Subject: Re: kern/31501: reproducible panics with 3.99.9/i386
To: Quentin Garnier <cube@cubidou.net>
From: Sean Davis <dive@endersgame.net>
List: tech-kern
Date: 10/07/2005 08:55:14
On Fri, Oct 07, 2005 at 01:41:50PM +0200, Quentin Garnier wrote:
> On Fri, Oct 07, 2005 at 11:05:01AM +0000, dive@endersgame.net wrote:
> > >Number: 31501
> > >Category: kern
> > >Synopsis: NetBSD 3.99.9 panics in a repeatable manner on i386
> [...]
> > fd0 at fdc0 drive 0: 1.44MB, 80 cyl, 2 head, 18 sec
> > uvm_fault(0xc0313b20, 0, 0, 1) -> 0xe
> > kernel: page fault trap, code=0
> > Stopped in pid 0.1 (swapper) at netbsd:bufq_alloc+0x6b: cmpl %ebx,0x8(%esi)
> > db> t
> > bufq_alloc(c15fa9c4,22,50,2,12) at netbsd:bufq_alloc+0x6b
> > fdattach(c157e200,c15fa800,c035cee0,0,c03047a0) at netbsd:fdattach+0x75
> > config_attach_loc(c157e200,c02fda50,0,c035cee0,c028fa00) at
> > netbsd:config_attach_loc+0x2cc
> > fdcfinishattach(c157e200,c01e15f0,0,c025fda80,358000) at
> > netbsd:fdcfinishattach+0x110
> > config_process_deferred(c0315144,0,c0314a0,bfeff000,c02fda80) at
> > netbsd:config_process_deferred+0x46
> > configure(0,1,0,0,0) at netbsd:configure+0x64
> > main(0,0,0,0,0) at netbsd:main+0xc9
> >
> > At first I thought this might be something to do with the floppy driver, so I
> > removed that and tried again, same result, just at a different point in the
> > kernel.
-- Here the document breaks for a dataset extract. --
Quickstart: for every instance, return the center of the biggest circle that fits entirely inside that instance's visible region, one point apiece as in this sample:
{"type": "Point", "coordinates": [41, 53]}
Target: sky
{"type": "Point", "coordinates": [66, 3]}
The hardware is fine, and the ram has been through memtest86 with no
> > problems.
> >
> > More detail about the exact hardware configuration can be provided on request,
> > but I do not think this is a hardware issue.
> >
> > Kernel config used:
> > # jane.endersgame.net kernel configuration [NetBSD (current) i386]
> > # AMD Athlon XP 2700+ (TBred) 2.16ghz, 256KB L2 cache, 1GB DDR333 SDRAM
> > # $egnet: JANE,v 1.104 2005/10/07 10:32:31 dive Exp $
> >
> > machine i386 x86
> >
> > ident "JANE"
>
> Typical issue of not including "conf/std". Yamamoto-san, I think it
> should be better to have config(1) automatically include it, otherwise
> we'll have reports like this any time we add something there.
Oh. Whoops. I've fallen into the (obviously, now, bad) habit of handrolling
config files using only what I need, without bothering with including
conf/std. I've included it now, assuming it boots (which it should), I'll
reply so you can close the bug.
> So, as you have guessed now, your problem is that you don't have any
> bufq strategy compiled into your kernel. Now, the kernel should panic
> instead of segfaulting (what happens is that it ends up with
> bufq_strat_dummy and tries to call its init function, which is NULL).
>
> Moreover, fdattach() explicitely requires BUFQ_DISKSORT, so we have to
> make some sort of dependency happen there.
>
> To sum up, we have 3 bugs:
>
> 1. Segfault instead of panic. Easy enough to solve, we should test
> after the loop if we got bufq_strat_dummy, and panic. Or even
> make the #ifdef DEBUG block permanent and replace the printf with
> a panic().
>
> 2. fdc/fd doesn't depend on BUFQ_DISKSORT in the config files. Should
> be easy enough to fix.
>
> 3. Users don't know about conf/std and what to do with it. Proper way
> to fix that is left as an exercise to the reader. Even though I
> tend to agree with Yamamoto-san's point on having conf/std
> automatically included, users who know how config(1) works will
> still have a choice, while those who aren't always looking at
> source-changes (can't really blame them) won't be bitten in such
> ways that easily.
>
> --
> Quentin Garnier - cube@cubidou.net - cube@NetBSD.org
> "When I find the controls, I'll go where I like, I'll know where I want
> to be, but maybe for now I'll stay right here on a silent sea."
> KT Tunstall, Silent Sea, Eye to the Telescope, 2004.